On a recent episode of Monday Night Raw, current WWE champion CM Punk referred to the WWE Championship as “The most important title in the world.” This in itself is an important part of Pro Wrestling storytelling. The top title in the company, regardless of its name, should always be seen as the greatest accomplishment that one can achieve. This does not mean the greatest accomplishment that one can achieve in the sport, but that one can achieve in general. The Title, whatever it may be, is the greatest symbol of power in the Pro Wrestling universe. It has to be the primary justification for the villains, called heels, to do horrible things to their competition. Justice is only achieved when the deserving hero manages to obtain the belt, dismissing the heel who likely cheated his way into contention for or possession of the title in the first place. Yes, in reality, it is the wrestler who brings the real prestige to the title, not the other way around, but the symbol is the most basic motivator in this narrative’s continuity. Over the years, many heels have reigned as champion and gained the respect of the audience. The heel champion is an important element in the story cycle and helps the popularity of the top hero, called a babyface, reach his full potential. Give either face or heel the title for too long and the modern audience tends to tire of the character. Long, unopposed title reigns still haunt WWE staple John Cena. Though he continues to have solid matches and has not held the WWE Title in well over a year, it is still relatively common to hear fans say that he is too often presented as unstoppable and that he is due for a “heel turn.” This leads us to our next element.
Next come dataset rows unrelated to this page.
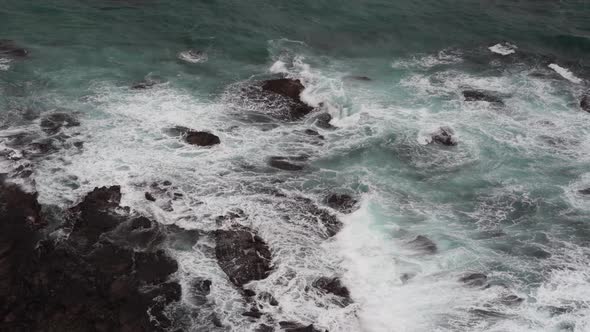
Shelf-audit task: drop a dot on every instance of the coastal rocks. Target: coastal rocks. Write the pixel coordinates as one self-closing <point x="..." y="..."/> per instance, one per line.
<point x="193" y="137"/>
<point x="341" y="202"/>
<point x="287" y="163"/>
<point x="201" y="138"/>
<point x="242" y="255"/>
<point x="87" y="281"/>
<point x="52" y="123"/>
<point x="479" y="95"/>
<point x="10" y="49"/>
<point x="333" y="286"/>
<point x="444" y="136"/>
<point x="474" y="280"/>
<point x="193" y="56"/>
<point x="585" y="103"/>
<point x="423" y="244"/>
Ad – content continues below

A Change of Heart

An important element to the Face/Heel dynamic is a performer’s ability to change sides occasionally. Typically, a move towards “fan favorite” is called a “face turn,” while the opposite is called a “heel turn.” These turns are essential to Professional Wrestling, in large part due to its format. Wrestling does not have the luxury of pausing, so if a talent is sidelined with an injury, a suitable replacement must be found immediately. With less popular talent, it is possible to make this change with little or no explanation. Higher up on the roster, it is important that there be a solid direction for the character before making such a decision. Destroying a wrestler’s momentum is not just negative for the performer, but for the company as a whole. Loss of popularity is a reason for a fan to ignore a show and takes money out of the promoter’s pocket. A face turn is often preceded by a talent gaining the respect and admiration of the crowd while still a villain. Typically this occurs when a villain begins to accept their challenges (this will be discussed later in the column) and triumphs in fair competition. Perhaps the greatest example of this is Stone Cold Steve Austin who, without changing his persona to any great degree was able to go from Upper Mid-Card heel to the most popular Face that the company has ever promoted. On the other hand, heel turns tend to be a little easier to set up. A hero turning their back on the fans should be a shocking event and so can be exploited with little effort. If done even relatively correctly, the wrestler immediately has a logical storyline and momentum going into it. Perhaps the most important example of this is Hulk Hogan turning his back on WCW and forming the nWo. The biggest face in history may have been losing steam, but his turn made him look like the greatest villain of all time.

Violence is the Answer

In Professional Wrestling, a heel is less defined by his actions and more by inaction. Sure, attacking an undeserving party is still reprehensible, but few who step through the ropes are truly undeserving. Becoming an on-screen player in Professional Wrestling is essentially opening yourself up to attack. Everyone from referees to broadcasters are part of the great game. It is a result of this environment that good and evil in wrestling are divided by a concept of honor. Working with this logic, a face may attack a heel while they are at a wedding, birthday party or Bar Mitzvah and it is still acceptable. If a heel were to do the same, chances are the face was not deserving of the attack and his important celebration was unfairly ruined. What is unacceptable is if the face in question tries to escape. Cowardice is looked down upon, not violence. The “universe” of Professional Wrestling insists that the only valid way to solve a problem is through violence. This, of course, is directly related to the idea that the title is the most important thing in the world. As everyone moves towards or away from the title, it is the fights that send them to their next spot on the card.  In a world completely obsessed with competitive fighting, the fighting itself must be considered good.

Through these three principles, wrestling has flourished into a multi-million dollar business. Now that the basic logic of Pro Wrestling has been established, the second part of this column will focus on how storylines are structured, expanded and concluded.